Inbev’s speed and stealth in nabbing Bud surprised the entire booze industry, and has given the impression that the Leuven, Belgium-based concern will go after anything not latched down by family control or antitrust problems. Diageo, which brews Guinness along with distillations such as Smirnoff and Johnnie Walker, offers neither obstacle.

The UK-based group has a $44 billion market value, a big free float and no poison pill. Its primary business is premium spirits so there’s no product overlap, but there is scope for synergies in distribution.

It is likely, however, to take Inbev’s dealmakers a couple years to digest the $45 billion in debt they took on to slurp up Bud. That should gives Diageo time to make a pre-emptive move. Yet there’s only one beer group with the scale and a premium global brand that might prove alluring—Heineken NV.

The trouble is that Heineken is controlled by a holding company overseen by Charlene de Carvalho, the late Freddy Heineken’s daughter.
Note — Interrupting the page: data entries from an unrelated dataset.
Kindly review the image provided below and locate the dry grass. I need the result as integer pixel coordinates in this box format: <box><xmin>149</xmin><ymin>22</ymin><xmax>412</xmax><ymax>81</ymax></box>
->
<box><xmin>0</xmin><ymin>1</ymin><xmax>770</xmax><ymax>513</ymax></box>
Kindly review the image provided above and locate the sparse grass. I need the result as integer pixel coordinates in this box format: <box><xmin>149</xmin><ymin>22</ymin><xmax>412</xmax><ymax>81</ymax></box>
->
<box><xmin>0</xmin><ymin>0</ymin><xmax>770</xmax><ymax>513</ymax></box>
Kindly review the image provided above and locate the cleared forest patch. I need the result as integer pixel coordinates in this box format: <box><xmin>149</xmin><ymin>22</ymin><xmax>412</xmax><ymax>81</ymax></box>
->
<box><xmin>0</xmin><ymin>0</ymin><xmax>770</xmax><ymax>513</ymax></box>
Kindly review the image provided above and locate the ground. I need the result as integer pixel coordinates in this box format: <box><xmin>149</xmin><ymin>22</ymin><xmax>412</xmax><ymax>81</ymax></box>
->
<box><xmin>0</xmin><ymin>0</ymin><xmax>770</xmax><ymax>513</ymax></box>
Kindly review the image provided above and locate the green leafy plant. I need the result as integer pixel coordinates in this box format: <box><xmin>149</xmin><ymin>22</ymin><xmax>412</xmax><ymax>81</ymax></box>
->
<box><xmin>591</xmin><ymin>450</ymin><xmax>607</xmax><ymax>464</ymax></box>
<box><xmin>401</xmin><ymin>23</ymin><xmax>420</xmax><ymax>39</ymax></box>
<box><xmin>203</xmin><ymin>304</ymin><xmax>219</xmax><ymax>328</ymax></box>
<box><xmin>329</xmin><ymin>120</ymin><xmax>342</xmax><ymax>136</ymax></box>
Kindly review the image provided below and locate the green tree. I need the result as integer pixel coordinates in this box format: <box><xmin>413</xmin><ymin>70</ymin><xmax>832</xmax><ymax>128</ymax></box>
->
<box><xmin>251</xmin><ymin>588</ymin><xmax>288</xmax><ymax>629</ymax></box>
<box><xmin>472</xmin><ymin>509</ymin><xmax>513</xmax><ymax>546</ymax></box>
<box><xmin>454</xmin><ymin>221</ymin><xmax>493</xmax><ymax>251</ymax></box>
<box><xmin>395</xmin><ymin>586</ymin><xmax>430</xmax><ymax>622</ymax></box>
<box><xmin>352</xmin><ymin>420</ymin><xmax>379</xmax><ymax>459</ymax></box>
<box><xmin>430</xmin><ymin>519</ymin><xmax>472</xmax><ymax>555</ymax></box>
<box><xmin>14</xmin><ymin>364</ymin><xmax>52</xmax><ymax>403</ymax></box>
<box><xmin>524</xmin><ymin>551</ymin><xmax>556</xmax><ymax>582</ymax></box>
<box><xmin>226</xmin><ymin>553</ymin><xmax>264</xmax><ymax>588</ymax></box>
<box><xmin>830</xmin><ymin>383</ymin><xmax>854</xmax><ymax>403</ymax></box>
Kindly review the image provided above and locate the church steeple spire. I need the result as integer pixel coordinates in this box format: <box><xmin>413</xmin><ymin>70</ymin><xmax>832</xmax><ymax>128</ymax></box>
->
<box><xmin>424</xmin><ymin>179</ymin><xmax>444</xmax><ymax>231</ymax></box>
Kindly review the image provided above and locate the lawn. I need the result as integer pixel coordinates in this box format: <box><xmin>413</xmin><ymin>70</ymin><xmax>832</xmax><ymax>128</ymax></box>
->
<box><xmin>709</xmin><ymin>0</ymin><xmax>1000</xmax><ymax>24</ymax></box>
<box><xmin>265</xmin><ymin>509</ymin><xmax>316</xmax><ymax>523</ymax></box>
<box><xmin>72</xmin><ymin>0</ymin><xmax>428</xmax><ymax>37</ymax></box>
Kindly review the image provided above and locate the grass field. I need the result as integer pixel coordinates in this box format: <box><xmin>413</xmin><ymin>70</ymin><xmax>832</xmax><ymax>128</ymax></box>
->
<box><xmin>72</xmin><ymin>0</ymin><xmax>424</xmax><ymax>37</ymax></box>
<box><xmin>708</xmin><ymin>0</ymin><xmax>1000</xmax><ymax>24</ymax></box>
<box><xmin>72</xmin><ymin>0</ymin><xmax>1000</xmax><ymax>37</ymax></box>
In a sale to Diageo, the family would lose control, unless Diageo offered some sort of crafty cross-shareholding structure.

Still, if there’s anything Busch family members’ struggle to keep Anheuser independent shows, it is that long-held assumptions about family fortresses can crumble rapidly.

A Diageo-Heineken deal would leave Inbev thirsty—indeed, so parched it might even consider gulping down a Pepsi or a Coke.